Relational Databases & SQL
The Language of Structured Logic
To analyze data at a global scale, you must first master the language of **Relational Databases (RDBMS)**. Whether it's **Visa** storing billions of transaction records or **Walmart** managing a decentralized inventory, SQL is the universal tool for extracting, grouping, and transforming raw tables into meaningful insights.
In this chapter, we move beyond simple spreadsheets to explore **Primary Keys**, **Normalization**, and the powerful **Window Functions** that allow us to calculate running totals and rankings in real-time across massive datasets.

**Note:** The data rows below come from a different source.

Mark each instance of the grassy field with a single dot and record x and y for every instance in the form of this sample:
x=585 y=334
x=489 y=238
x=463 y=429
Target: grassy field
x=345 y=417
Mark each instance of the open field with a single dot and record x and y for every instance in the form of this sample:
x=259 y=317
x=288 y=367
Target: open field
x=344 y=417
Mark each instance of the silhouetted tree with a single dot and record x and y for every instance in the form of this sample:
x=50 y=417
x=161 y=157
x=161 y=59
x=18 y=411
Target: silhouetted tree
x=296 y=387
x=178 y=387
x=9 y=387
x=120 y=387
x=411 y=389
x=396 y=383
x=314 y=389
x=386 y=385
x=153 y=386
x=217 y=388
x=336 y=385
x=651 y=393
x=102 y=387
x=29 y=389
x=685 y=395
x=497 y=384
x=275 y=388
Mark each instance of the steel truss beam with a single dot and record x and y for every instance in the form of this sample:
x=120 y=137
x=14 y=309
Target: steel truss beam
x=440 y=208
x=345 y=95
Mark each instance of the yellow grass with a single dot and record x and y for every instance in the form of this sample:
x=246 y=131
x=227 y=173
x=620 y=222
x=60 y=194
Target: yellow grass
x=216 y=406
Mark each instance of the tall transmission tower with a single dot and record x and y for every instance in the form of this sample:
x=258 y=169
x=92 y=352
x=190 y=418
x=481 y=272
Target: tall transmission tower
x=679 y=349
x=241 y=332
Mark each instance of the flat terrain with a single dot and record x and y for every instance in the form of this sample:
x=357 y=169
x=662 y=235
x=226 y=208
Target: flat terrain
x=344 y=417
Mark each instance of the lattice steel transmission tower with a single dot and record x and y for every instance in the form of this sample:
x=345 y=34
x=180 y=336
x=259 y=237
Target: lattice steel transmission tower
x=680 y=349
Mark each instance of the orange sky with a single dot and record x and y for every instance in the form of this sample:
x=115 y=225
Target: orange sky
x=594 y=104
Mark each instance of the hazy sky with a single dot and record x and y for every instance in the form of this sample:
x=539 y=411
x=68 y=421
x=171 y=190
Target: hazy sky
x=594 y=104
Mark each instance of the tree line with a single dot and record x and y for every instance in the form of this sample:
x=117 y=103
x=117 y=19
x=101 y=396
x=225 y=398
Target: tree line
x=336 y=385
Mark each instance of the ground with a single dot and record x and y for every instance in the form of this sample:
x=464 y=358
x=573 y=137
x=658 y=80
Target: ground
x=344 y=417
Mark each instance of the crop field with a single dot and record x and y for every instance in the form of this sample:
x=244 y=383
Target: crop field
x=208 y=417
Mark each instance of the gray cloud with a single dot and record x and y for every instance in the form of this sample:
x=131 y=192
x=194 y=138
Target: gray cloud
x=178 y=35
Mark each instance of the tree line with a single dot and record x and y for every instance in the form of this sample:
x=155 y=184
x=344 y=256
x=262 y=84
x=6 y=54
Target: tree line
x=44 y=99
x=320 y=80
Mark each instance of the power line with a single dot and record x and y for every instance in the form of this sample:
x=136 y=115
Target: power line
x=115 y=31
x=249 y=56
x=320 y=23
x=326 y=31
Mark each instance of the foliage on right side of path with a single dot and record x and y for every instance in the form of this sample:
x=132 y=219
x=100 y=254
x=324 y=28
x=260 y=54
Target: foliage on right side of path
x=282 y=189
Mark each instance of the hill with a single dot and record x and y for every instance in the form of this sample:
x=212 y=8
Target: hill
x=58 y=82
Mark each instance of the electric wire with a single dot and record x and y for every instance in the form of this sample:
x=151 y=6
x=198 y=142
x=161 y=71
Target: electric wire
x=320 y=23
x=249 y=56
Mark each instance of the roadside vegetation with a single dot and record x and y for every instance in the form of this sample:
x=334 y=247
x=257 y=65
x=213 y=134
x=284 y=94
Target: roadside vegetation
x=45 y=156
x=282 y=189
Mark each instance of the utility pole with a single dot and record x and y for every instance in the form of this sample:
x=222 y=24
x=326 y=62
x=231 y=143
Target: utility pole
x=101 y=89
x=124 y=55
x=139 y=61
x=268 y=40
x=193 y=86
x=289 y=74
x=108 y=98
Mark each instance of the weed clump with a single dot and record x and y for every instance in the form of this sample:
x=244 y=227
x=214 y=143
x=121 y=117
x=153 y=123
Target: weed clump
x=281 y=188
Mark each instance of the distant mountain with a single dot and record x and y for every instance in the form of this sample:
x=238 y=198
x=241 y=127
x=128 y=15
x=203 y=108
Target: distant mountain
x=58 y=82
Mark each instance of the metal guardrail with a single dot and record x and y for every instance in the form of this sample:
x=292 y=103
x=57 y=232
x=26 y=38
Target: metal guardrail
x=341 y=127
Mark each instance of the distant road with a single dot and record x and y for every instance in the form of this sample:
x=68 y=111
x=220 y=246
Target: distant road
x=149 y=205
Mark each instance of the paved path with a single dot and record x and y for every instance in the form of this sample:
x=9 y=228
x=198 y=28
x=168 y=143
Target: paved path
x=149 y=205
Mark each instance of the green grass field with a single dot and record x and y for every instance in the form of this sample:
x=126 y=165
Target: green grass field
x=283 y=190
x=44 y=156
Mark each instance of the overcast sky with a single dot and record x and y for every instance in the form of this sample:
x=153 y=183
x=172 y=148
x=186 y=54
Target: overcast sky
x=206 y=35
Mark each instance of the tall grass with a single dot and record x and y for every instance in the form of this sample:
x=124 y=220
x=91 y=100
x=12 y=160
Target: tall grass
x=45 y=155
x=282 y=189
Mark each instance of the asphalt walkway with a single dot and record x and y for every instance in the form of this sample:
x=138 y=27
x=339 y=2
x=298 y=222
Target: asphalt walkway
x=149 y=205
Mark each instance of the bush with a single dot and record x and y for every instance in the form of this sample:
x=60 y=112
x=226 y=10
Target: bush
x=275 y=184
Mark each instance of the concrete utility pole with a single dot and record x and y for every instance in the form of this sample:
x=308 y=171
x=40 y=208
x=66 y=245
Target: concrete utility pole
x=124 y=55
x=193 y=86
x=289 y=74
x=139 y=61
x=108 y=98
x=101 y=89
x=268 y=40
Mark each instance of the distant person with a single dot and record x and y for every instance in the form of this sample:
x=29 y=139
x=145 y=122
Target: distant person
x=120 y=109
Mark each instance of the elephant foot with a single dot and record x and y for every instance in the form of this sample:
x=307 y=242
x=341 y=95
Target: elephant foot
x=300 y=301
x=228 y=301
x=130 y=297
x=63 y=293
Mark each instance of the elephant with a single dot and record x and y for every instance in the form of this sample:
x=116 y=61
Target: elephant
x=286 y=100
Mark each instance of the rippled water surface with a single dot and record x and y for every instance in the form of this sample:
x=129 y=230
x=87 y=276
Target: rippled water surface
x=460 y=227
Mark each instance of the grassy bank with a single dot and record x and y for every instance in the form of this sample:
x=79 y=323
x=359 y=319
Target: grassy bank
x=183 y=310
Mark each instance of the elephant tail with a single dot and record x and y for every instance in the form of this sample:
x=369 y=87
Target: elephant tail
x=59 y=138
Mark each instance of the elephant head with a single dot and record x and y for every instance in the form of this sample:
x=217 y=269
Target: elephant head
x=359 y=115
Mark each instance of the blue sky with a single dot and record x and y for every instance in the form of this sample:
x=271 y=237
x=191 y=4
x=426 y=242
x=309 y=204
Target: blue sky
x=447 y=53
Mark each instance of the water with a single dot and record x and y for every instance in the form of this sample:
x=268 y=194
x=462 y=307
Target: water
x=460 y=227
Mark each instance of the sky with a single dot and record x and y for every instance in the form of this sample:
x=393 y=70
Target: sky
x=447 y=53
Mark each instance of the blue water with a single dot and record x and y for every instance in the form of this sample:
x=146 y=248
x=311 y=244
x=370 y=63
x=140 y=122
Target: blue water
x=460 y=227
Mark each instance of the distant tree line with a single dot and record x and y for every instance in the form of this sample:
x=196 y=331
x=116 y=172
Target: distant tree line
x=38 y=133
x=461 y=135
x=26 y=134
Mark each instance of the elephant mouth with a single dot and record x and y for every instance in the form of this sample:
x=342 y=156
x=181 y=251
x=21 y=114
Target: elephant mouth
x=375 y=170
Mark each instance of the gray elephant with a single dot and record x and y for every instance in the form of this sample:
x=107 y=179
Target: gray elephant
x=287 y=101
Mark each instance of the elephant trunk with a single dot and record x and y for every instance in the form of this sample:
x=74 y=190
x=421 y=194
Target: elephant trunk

Relational Concepts & Normalization
For **Visa**, data integrity is non-negotiable. They use **Normalization** to ensure that a merchant's name is stored in exactly one place, linked via a **Foreign Key** to millions of individual transactions. This prevents "Update Anomalies"—where changing a merchant's address in one record doesn't reflect in others.
Basic Querying: SELECT to HAVING
At **Walmart**, analysts use SQL to filter out the noise. The **WHERE** clause filters data before it is grouped, while the **HAVING** clause filters the results *after* grouping. This allows a logistics manager to ask: *"Show me only the warehouses that have an average inventory level GREATER than 10,000 units."*
Advanced: Window Functions & CTEs
Modern SQL uses **Window Functions** (like `PARTITION BY`) to perform calculations across a set of rows related to the current row. For **Visa**, this is essential for "Running Totals"—calculating a user's total spending *as each transaction arrives* without collapsing the rows into a single sum.
The 20 Essential SQL Commands (Part 1: DDL & DML)
Every data analyst must know these 20 SQL commands by heart. Part 1 covers **Data Definition Language (DDL)** commands like CREATE, ALTER, DROP, and TRUNCATE, plus **Data Manipulation Language (DML)** commands like INSERT, UPDATE, DELETE, and MERGE. For **Walmart**, these are used to build and maintain the schema of a global inventory system.
The 20 Essential SQL Commands (Part 2: Querying & Analytics)
Part 2 covers the analytical powerhouses: **WHERE**, **GROUP BY**, **ORDER BY**, **HAVING**, **JOIN** variants, **UNION**, **CASE WHEN**, **COALESCE**, **RANK()**, and **PARTITION BY**. These are the commands that turn raw tables into executive-level insights at **Visa** and **Netflix**.
Practice Questions
Question 1
What is the primary difference between the WHERE and HAVING clauses in SQL?
Question 2
In the Visa running total example, why is a Window Function (OVER) superior to a simple SUM()?